Uma ação apresentada ao STF tenta interromper um cenário que, para seus autores, abriu caminho para abortos em qualquer fase da gestação — e é justamente isso que está provocando uma nova disputa jurídica de alto impacto.
Mas por que esse movimento ganhou tanta atenção agora?
A proposta é incomum, e é exatamente aí que a tensão aumenta: seria possível aplicar esse tipo de medida em favor de nascituros?

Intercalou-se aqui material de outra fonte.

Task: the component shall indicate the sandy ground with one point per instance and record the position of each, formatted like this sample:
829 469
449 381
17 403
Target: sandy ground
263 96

A dúvida não surge por acaso.
O pedido foi protocolado com um objetivo direto: derrubar decisões do ministro Alexandre de Moraes que suspenderam uma norma do Conselho Federal de Medicina.
E o que essa norma fazia?
Proibia a chamada assistolia fetal em bebês com mais de 22 semanas de gestação.
Mas o que torna esse ponto tão sensível?
O procedimento citado envolve a aplicação de uma injeção de cloreto de potássio no coração do bebê antes da indução do parto.
Para os críticos, trata-se de um método cruel.
E há um detalhe que quase passa despercebido: segundo o texto apresentado ao Supremo, após essa fase da gravidez já pode haver viabilidade fora do útero, com possibilidade de parto prematuro e posterior entrega para adoção.
Então por que a discussão explodiu?
Porque a suspensão da resolução do CFM, determinada por Moraes em maio de 2024, passou a ser vista por parlamentares e representantes da sociedade civil como uma permissão prática para a realização de abortos até os nove meses, desde que a mulher alegue ter sido vítima de estupro.
O ponto mais controverso está justamente no protocolo mencionado: não haveria exigência de boletim de ocorrência nem de autorização judicial, apenas formulários assinados na unidade de saúde.
E é aqui que muita gente se surpreende.
A legislação brasileira trata o aborto como crime, mas deixa de puni-lo em situações específicas: quando há risco de vida da mãe ou quando a gravidez decorre de estupro.
Em 2012, o STF também incluiu os casos de anencefalia entre as exceções de punibilidade.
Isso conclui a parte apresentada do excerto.